I am so drawn to straight men and there are very few gay men that I have been attracted to. To me, I see something different in straight men. I guess it's a more raw masculinity and just like a bold, natural confidence. I don't really know how to explain it. Part of it is the "winning them over" thing, which isn't very realistic.


With most gay men, I find very few that I am attracted to because most of the time there is something about them. Like something is off, or different, and I can notice it in their behavior right away.

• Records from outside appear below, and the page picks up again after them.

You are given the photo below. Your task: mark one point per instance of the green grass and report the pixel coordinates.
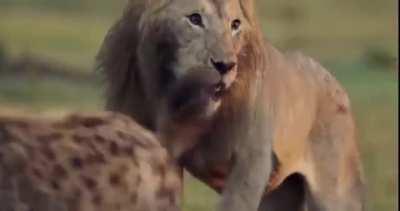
(338, 32)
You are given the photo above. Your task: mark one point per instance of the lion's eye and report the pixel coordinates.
(196, 19)
(236, 24)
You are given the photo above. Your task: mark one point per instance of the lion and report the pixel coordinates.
(283, 137)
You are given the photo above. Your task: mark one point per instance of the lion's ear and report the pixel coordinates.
(247, 7)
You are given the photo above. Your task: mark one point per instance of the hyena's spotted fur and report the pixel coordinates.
(102, 162)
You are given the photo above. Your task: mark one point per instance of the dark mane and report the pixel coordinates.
(118, 62)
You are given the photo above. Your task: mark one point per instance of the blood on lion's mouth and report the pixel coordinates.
(218, 91)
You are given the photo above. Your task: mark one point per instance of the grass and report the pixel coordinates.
(338, 32)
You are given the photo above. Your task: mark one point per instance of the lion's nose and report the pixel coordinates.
(223, 67)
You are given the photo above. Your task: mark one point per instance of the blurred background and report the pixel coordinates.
(47, 50)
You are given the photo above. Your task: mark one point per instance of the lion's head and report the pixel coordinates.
(157, 42)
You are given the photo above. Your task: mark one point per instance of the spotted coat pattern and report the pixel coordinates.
(101, 162)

This isn't always the case, but most of the time it is.


Is it just me, or is it just that I have a preference that is too hard to find? I have met masculine gay guys, but the majority of them had a, for lack of better word, softness to them. When I go online to the gay sites, I never really find many people I'm interested in. I'd imagine it would be the same at bars/clubs.


This is something I could never figure out.


Anyone else felt that way before and what changed your view?

I assume right off the top that 9 out of 10 guys are straight. So, 9 out of 10 guys who have something attractive about them are also straight, just based on percentages.

Then there is confidence. Who will have more confidence? A guy who grows up happy golucky with no worries? Or a guy who hides in the closet because even his own family thinks his life is shameful?

Then there is experience… meet more gay men; you'll find the ones that stand out in your eyes.
 
I am so drawn to straight men and there are very few gay men that I have been attracted to.

Is it just me, or is it just that I have a preference that is too hard to find?

LMAO! You've been on this site for 4+ years now, and still haven't figured this out? How sad for you!

This is the same "woe is me" that Senator Larry Craig, Ted Haggard, Rep. Mark Foley, et al... love to belch up in their late 50's / early 60s. Only gay men living their life out of congruence end up in these situations. You can easily be one of them given the life path you're on. That or you can break the mold and blaze a path that's true for you, and your homosexual brethren. The choice is up to you.